Il film: Nasty, 2024. Regia: Tudor Giurgiu, Cristian Pascariu, Tudor D. Popescu. Genere: documentario biografico. Cast: Ilie Nastase, Ion Tiriac. Durata: 103 minuti. Dove l’abbiamo visto: alla Festa del Cinema di Roma.
Trama: Anno 1972. Una svolta nella carriera di Ilie Nastase: vinse gli US Open, raggiunse le finali di Wimbledon e Coppa Davis. Le sue vittorie, le sue controversie, il suo personaggio che sfida le norme del tennis e la sua influenza come icona.
A chi è consigliato: Agli amanti del tennis, agli appassionati del documentario sportivo, a chi cerca personaggi scomodi che rompono le regole.
Ottimo fiuto quello di Fandango che con il risveglio della passione degli italiani per il tennis dopo le vittorie di Jannik Sinner ha cominciato a produrre e distribuire documentari su questo sport: prima con Una squadra, che raccontava la vittoria italiana della Coppa Davis nel 1976, e poi con Nasty, che arriva alla Festa del Cinema di Roma dopo la proiezione speciale a Cannes, e racconta le imprese più o meno sportive di Ilie Năstase, il tennista che ha cambiato il modo in cui il pubblico ha cominciato a pensare al tennis.
Anno di grazia 1972
Nasty fa del 1972 l’anno attorno a cui ruota la vita del tennista, quando il mondo si accorse di lui per i suoi successi, come pure delle sue intemperanze caratteriali, nel bene – il modo giocoso e clownesco di vivere l’impegno sportivo – e nel male – la rabbia contro gli arbitri che lo rendeva spesso insopportabile.
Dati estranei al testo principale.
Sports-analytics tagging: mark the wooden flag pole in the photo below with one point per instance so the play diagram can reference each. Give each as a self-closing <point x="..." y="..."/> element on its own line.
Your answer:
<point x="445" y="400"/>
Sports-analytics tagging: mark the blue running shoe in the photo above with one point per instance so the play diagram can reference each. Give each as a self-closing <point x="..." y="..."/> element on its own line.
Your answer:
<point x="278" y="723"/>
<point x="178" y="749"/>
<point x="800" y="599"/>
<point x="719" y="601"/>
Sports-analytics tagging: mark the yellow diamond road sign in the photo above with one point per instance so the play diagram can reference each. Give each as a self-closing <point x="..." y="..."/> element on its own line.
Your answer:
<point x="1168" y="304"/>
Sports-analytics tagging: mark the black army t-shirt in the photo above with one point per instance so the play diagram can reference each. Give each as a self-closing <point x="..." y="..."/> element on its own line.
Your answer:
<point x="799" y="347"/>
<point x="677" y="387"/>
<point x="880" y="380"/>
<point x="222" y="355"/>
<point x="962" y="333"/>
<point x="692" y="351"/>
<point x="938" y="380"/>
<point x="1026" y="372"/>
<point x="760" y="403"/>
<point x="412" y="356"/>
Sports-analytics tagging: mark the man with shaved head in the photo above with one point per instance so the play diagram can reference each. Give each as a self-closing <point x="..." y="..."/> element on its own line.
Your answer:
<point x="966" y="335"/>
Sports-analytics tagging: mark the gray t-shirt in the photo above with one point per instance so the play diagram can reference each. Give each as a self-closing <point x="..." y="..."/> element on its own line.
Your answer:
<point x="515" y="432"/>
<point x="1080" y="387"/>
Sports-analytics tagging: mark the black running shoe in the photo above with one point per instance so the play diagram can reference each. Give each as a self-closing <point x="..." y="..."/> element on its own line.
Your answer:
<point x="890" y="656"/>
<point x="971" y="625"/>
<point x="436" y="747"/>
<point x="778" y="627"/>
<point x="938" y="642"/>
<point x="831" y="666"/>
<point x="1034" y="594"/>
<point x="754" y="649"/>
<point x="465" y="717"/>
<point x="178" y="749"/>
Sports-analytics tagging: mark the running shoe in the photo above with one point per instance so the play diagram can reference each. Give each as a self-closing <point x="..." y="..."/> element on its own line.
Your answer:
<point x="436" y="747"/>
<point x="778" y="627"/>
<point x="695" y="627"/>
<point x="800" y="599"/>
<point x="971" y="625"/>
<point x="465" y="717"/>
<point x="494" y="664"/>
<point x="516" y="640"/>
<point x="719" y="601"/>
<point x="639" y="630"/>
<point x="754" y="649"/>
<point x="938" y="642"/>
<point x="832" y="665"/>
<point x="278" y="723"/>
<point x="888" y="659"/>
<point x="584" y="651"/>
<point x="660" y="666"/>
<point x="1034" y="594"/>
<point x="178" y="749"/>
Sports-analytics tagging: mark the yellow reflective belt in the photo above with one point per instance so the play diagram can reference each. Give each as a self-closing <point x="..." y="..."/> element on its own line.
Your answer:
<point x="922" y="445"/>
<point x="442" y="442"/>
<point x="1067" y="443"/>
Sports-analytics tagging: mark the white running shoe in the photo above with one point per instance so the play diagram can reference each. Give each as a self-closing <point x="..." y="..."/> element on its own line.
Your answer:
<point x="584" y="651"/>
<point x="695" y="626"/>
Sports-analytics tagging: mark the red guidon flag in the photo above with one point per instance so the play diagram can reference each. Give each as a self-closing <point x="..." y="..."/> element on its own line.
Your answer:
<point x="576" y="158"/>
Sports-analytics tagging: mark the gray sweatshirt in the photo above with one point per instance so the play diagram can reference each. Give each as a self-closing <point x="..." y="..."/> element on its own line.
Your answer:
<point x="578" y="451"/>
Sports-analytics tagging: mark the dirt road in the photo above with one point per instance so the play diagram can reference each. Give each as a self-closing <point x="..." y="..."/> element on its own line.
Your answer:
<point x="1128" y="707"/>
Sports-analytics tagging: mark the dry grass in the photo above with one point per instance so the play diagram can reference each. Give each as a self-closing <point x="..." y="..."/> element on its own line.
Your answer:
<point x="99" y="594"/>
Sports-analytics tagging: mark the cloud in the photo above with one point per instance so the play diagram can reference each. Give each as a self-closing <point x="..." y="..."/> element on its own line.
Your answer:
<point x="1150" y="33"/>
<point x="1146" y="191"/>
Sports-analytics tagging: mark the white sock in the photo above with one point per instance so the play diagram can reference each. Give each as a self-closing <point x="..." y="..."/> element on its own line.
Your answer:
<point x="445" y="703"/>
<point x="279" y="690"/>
Da quella stagione dorata, i tre registi Tudor Giurgiu, Cristian Pascariu e Tudor D. Popescu vanno indietro, parlando dell’infanzia e degli inizi, segnati fin da subito dal tennis praticato dal fratello maggiore, e avanti, raccontando la personalità di Năstase oltre il tennis e oltre la sua carriera, cercando di mostrarne il carattere a partire dalle sue stesse parole e da quelle del suo amico fraterno e mentore, Ion Tiriac, alternando materiale di repertorio e interviste a grandi tennisti di ogni epoca, giornalisti ed esperti.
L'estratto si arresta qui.